Temel ihtiyaçları karşılanmayan insan mutlu olamaz. Günümüz dünyasında algı yönetimiyle ihtiyaçlar sınırsız bir düzeye taşınmaktadır. Temel ihtiyaçlar bir yana gereksiz ihtiyaçları karşılamak için çabalar dururuz. Para, aşk, başarı, refah, modern hayat gibi her alanda ileri düzeye ulaşmışken mutluluğu hissetmek zorlaşır. Oysa hem mutluluk ve hem de onu yaşamamızı kısıtlayan engellerin içimizde olduğunun farkında değiliz.
Mutluluğun nerede olduğuna dair bir hikâye anlatılır. Mutluluğa iyi davranılmadığı için melekler onu bir yere saklamaya karar verir. Everest tepesi, Atlas Okyanusu’nun dibi, Taç Mahal’in kubbesi, Kâbe’nin kutsal taşının arkası filan derken, zor bulunur diye insanın içine saklarlar. Fakat mutluluğun önündeki bariyerlerin insanın içinde olduğunu bildikleri halde onların fark edilip aşılmasını insanın kendisine bırakırlar.
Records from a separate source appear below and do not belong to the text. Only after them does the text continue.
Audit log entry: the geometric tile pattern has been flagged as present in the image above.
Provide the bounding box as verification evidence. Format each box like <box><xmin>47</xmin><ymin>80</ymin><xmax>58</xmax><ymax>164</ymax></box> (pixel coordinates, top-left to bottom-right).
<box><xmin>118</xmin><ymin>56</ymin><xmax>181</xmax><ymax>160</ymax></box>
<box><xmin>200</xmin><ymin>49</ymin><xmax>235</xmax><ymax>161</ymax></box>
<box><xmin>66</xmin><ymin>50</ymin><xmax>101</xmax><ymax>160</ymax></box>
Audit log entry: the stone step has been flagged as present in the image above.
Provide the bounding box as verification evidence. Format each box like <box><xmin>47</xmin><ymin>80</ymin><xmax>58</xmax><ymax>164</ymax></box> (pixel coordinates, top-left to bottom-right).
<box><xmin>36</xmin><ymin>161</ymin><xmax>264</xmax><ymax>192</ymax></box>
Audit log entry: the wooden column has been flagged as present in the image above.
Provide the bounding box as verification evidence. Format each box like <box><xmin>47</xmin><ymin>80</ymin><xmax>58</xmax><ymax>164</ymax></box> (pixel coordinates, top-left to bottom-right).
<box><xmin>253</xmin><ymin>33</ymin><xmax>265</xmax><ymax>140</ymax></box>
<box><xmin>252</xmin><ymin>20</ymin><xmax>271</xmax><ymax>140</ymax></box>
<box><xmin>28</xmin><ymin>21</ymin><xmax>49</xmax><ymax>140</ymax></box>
Uzmanlar mutluluk seviyesini düşüren dört önemli alışkanlıktan bahseder. Aşağıdaki eylemler sürekli olarak mutluluk coşkumuzu azaltan bariyerlerdir:
-
Mutluluğu değersizleştirmek
-
Üstünlük sağlama çabası
-
Muhtaç-mış gibi yapmak
-
Aşırı kontrolcü olmak
En önemli soru şudur: “İnsan doğada en zeki varlık olmasına rağmen niye mutlu değildir?” En büyük neden insanın sınırsız hırsı olmalı. Komşuda şu var, bende de olmalı; o filan makama gelmiş bende gelmeliyim hırsları mutluluğun önünde en sarsılmaz engellerdir. Ben bilirim, güç bende düşüncesinde olan narsiste kişilikler kendilerini ve yakınlarını mutsuz ederler. Oysa hayata anlam katan değerler yaşanabilmelidir. İnsan elindekinin değerini bilmelidir.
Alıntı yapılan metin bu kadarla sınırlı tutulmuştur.